Emquanto pronunciava estas palavras de que só ella no mundo, visto que a mãe de Norberto tinha morrido, podia medir o tragico alcance, ditas pela sua bocca, olhou-o com espanto e assombro. Repetiu, como se não podesse acreditar nas palavras que tinha ouvido:

—«Vens da rua Lacépède... Foste lá depois de me deixares, tendo-te fallado da maneira porque te fallei! Foste lá...»

—«Sim,» respondeu em voz baixa e com a firmeza oppressa mas decidida d'alguem que, querendo reclamar um direito, se força a cumprir primeiro o mais doloroso dever. «Fui num momento de desvario... A carta anonyma, a indicação tão precisa do numero da porta, a tua perturbação quanto te fallei... Perdi a cabeça: apoderou-se de mim o ciume; quiz saber e fui...»

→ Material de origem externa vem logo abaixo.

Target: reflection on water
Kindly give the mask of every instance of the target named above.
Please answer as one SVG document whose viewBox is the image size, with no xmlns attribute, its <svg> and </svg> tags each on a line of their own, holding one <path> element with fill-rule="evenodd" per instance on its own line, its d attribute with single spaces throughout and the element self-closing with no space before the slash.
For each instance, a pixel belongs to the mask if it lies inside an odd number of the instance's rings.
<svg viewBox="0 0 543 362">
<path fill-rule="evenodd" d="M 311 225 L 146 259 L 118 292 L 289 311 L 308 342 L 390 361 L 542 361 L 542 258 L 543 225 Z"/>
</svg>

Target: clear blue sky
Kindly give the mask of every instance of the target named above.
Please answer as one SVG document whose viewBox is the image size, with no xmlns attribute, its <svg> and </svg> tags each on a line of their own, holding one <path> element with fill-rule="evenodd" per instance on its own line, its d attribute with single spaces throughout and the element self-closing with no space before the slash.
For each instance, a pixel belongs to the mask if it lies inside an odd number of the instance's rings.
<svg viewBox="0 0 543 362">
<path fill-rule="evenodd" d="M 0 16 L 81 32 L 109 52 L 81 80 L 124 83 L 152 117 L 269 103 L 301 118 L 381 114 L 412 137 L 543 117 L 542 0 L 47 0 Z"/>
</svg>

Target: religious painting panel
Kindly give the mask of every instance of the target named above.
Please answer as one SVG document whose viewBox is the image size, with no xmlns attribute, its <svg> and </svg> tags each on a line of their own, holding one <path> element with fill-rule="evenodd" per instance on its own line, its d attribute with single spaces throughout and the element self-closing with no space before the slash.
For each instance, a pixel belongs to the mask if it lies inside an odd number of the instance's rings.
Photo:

—«Ah!» disse ella com um modo que Norberto lhe não conhecia ainda.

«Podeste fazer-me uma cousa semelhante!... Não, não foi a carta anonyma que te fez ir lá, não foi a denuncia, nem a minha perturbação, foi... Meu Deus!» e levantou as mãos n'um movimento desesperado.

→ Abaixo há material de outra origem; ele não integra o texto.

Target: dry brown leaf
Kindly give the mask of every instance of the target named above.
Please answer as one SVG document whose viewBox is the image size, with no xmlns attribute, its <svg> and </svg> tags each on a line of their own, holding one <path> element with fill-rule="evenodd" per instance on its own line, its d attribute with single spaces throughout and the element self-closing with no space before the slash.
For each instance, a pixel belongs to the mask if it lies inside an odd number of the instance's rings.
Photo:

«E eu que estava tão enternecida com a tua delicadeza, esta manhã, e que dizia commigo: calumniaram-no!...{141} O que te obrigou a ir lá,» continuou Valentina, approximando-se do marido, com o seu bello e nobre rosto congestionado pela indignação: «foi a entrevista que tiveste com Joanna. Veio aqui, fallou-te; o que te disse não sei... Ouvi as vossas vozes atravez da porta, não quiz porém, escutar o que diziam... Mas depois que partiu, sem procurar ver-me, comprehendi logo que algum facto extraordinario se passou entre vós... Adivinhei tudo immediatamente. Tudo vi... Foi ella que escreveu a carta anonyma, que me seguiu, que me denunciou, que te indicou a pista que devias seguir tambem para me surprehenderes!... Ah! a infame! A infame!... Tinham n'esse caso razão. Ha entre ti e ella uma intriga. Porque lhe consentiste que falasse assim de tua esposa—da mãe de teus filhos—é que ella é tua...» Deteve-se deante da palavra amante, que lhe abrazava o coração, e, n'um grito de legitima revolta da esposa muito ultrajada, protestou dolorosamente:

«Não, não foste lá por teres ciumes de mim, mas sim porque me atraiçoas...

«Querias apenas ter uma prova para te tornares livre, para só te dedicares a ella.